Session = sessionmaker(bind=engine)

for season in seasons:
    try:
        # Define the paths to the CSV files for each season
        stats_path = f"team_records/NHL_{int(season)}_team_stats.csv"
        salary_path = f"team_salaries/team_salary_{int(season) - 1}.csv"

        # Load the stats and team salary data
        stats_data = pd.read_csv(stats_path)
        salary_data = pd.read_csv(salary_path)

        # Merge on different column names
        merged_data = pd.merge(
            stats_data,
            salary_data,
            left_on="Abbreviation",
            right_on="Team",
            how="inner",
        )

        # Drop the redundant 'Team_y' column from the merged DataFrame
        merged_data.drop(columns=["Team_y"], inplace=True)

        # Display the merged data to verify
        print(f"Merged data for season {season}:\n", merged_data.head())

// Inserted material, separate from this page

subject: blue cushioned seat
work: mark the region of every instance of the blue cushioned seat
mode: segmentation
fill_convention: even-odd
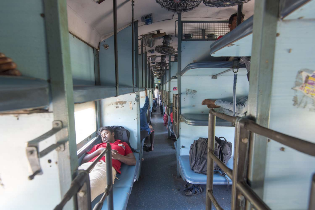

        # Insert the merged data into a new table in the database
        table_name = f"merged_team_stats_{season}"
        merged_data.to_sql(table_name, engine, if_exists="replace", index=False)
        print(
            f"Data for season {season} has been successfully inserted into the database."
        )

        # Delete the CSV files after successful insertion
        try:
            os.remove(stats_path)
            os.remove(salary_path)
            print(f"CSV files for season {season} have been successfully deleted.")
        except OSError as e:
            print(f"Error: {e.strerror} - while deleting files for season {season}")
    except Exception as e:
        print(f"Failed to process data for season {season}. Error: {e}")

## 5. Conclusion

In this notebook, we scraped player data from Spotrac, inserted the data into a database, and aggregated it for further analysis. These steps are crucial for generating meaningful insights into player performance and salary metrics.